Look at what can happen when parasite genes and host genes do share a common exit. Wood-boring ambrosia beetles (of the species Xyleborusferrugineus)are parasitized by bacteria that not only live in their host's body but also use the host's eggs as their transport into a new host. The genes of such parasites therefore stand to gain from almost exactly the same future circumstances as the genes of their host. The two sets of genes can be expected to 'pull together' for just the same reasons as all the genes of one individual organism normally pull together. It is irrelevant that some of them happen to be 'beetle genes', while others happen to be 'bacterial genes'. Both sets of genes are 'interested' in beetle survival and the propagation of beetle eggs, because both 'see' beetle eggs as their passport to the future. So the bacterial genes share a common destiny with their host's genes, and in my interpretation we should expect the bacteria to cooperate with their beetles in all aspects of life.

 

In the Foreword Dawkins says this:-

Chimp and human, lizard and fungus, we have all evolved over some three billion years by a process known as natural selection.
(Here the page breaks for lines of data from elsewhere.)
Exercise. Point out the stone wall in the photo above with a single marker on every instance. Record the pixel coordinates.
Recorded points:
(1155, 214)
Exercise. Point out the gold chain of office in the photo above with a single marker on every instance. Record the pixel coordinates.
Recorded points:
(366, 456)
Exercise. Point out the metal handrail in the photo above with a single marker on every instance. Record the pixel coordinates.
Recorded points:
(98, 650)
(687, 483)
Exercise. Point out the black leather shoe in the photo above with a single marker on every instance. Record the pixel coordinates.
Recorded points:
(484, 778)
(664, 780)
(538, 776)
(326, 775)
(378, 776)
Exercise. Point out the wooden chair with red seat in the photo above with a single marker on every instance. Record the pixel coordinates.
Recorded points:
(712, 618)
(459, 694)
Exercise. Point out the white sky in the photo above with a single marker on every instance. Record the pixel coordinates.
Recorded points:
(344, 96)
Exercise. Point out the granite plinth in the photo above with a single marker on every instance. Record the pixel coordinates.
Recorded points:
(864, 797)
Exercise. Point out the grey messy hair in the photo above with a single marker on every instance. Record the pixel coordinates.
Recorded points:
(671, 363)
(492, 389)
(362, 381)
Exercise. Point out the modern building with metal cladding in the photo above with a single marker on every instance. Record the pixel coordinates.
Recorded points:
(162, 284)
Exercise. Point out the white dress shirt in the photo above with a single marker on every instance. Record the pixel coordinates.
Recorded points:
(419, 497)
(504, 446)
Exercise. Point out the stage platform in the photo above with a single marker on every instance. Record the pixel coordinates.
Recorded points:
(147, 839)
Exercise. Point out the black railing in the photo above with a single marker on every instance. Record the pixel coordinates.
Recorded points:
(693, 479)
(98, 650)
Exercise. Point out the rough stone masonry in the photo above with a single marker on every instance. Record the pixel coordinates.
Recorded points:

Within each species some individuals leave more surviving offspring than others, so that the inheritable traits (genes) of the reproductively successful become more numerous in the next generation. This is natural selection: then non random differential reproduction of genes. Natural selection has built us, and it is natural selection we must understand if we are to comprehend our own identities.
It alludes to heritability "inheritable traits" and variation "of the reproductively successful" - suggesting that there is variation as some are reproductively unsuccessful, and selection "become more numerous in the next generation". So he is describing evolution in terms of variation heritability and selection.

 

I can't see anywhere in the text that this is spelled out more explicitly but it runs all through the book.